BEDİÜZZAMAN VE RİSALE-İ NUR

Bediüzzaman yazdığı eserlerin Kur’an’a perde olmaması için ilginç bir üslup ve yeni bir metot takip etmiştir. Onun bütün amacı kaynağın kutsiyetine perde olmamak, aksine ayine olmaktır. Nitekim Risale-i Nur’daki kuvvetin tesirini soranlara verdiği cevapta şöyle diyor:
Şeref, i’caz-ı Kur’an’a ait olduğundan ve bana ait olmadığından bilaperva derim: Yazılan Sözler tasavvur değil tasdiktir. Teslim değil imandır. Marifet değil şahadettir, şuhuddur. Taklid değil tahkiktir. İltizam değil izandır. Tasavvuf değil hakikattir. Dava değil dava içinde bürhandır. Elhasıl yazılarımda ne kadar güzellik ve tesir bulunsa ancak temsilat-ı Kur’aniyenin lemaatındandır. Benim hissem yalnız şiddet-i ihtiyacımla taleptir ve gayet aczimle tazarruumdur. Dert benimdir, deva Kur’an’ındır.
Kur’an’ın bir tek harfinin bir tek nüktesi için şehit olmayı göze alan Bediüzzaman Kur’an için yaşamıştır. “Kur’an’a ait her şey güzeldir, kıymetlidir. Zahiren ne kadar küçük olursa olsun kıymetçe büyüktür” düşüncesinden hareketle Kur’an’ı öne çıkarmak, onu yüceltmek ve anlatmak adına ömrünü bu kutsi gaye uğruna harcamıştır. O hayatı boyunca daima Kur’an’ı terennüm etmiştir. Zira Kur’an kainatın ruhu ve aklı hükmündedir.

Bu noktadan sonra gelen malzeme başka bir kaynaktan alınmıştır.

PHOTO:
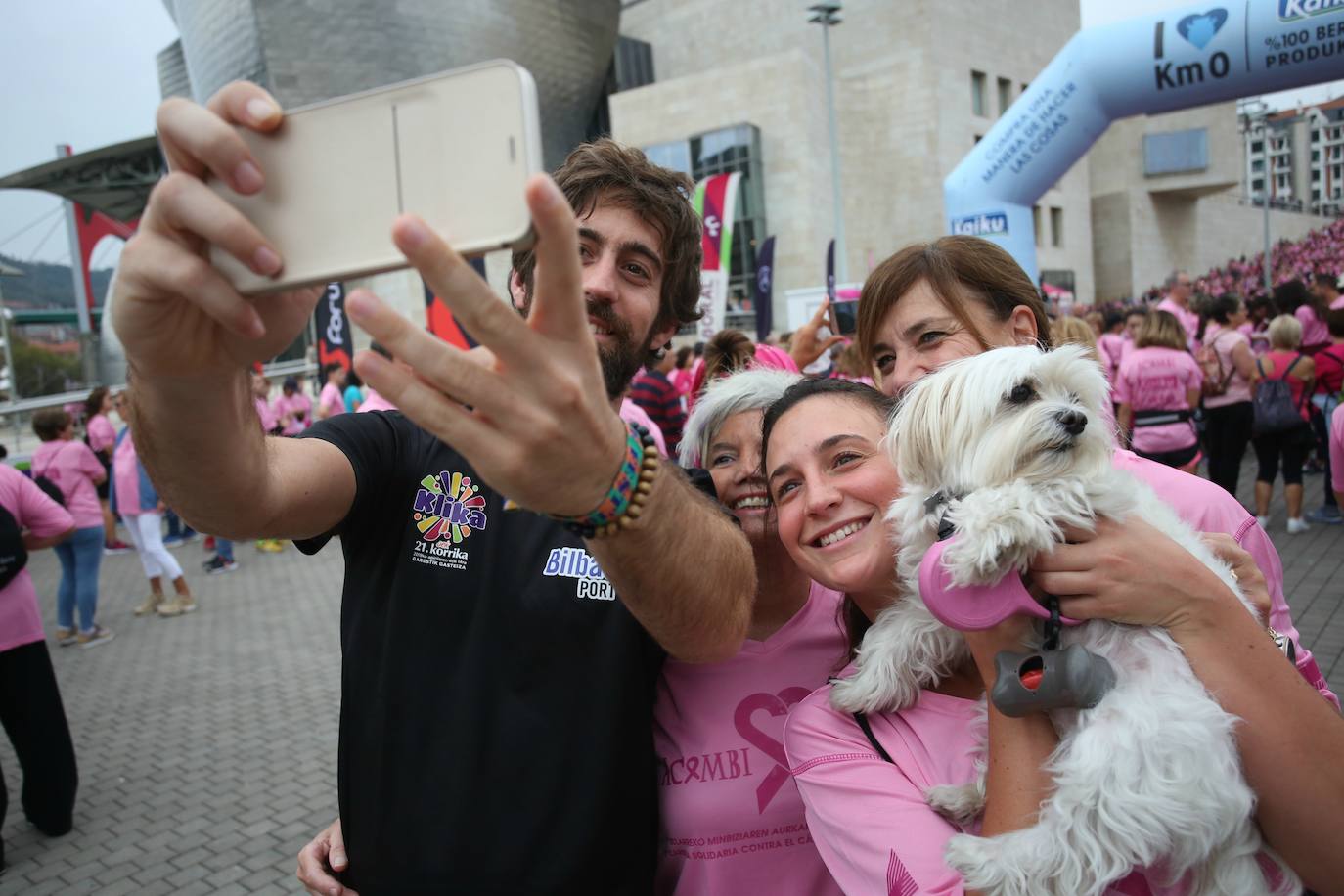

Eğer kainattan Risalet-i Muhammediye’nin nuru çıksa gitse kainat vefat edecek. Eğer Kur’an gitse kainat divane olacak ve küre-i arz kafasını, aklını kaybedecek; belki şuursuz kalmış olan başını bir seyyareye çarpacak, bir kıyameti koparacak.
Kur’an-ı Kerim’i kainatın ruhu ve aklı kabul eden bir anlayışla tefsir yazan Bediüzzaman, yazdığı eserlerde hem Kur’an’a ayine olmuş hem de Kur’an’ın manevi mücevherleri olan hakikatlerini bu asırda Risale-i Nur sergisinde insanlığa haykıran en yüksek sesli bir dellal ünvanını da kazanmıştır.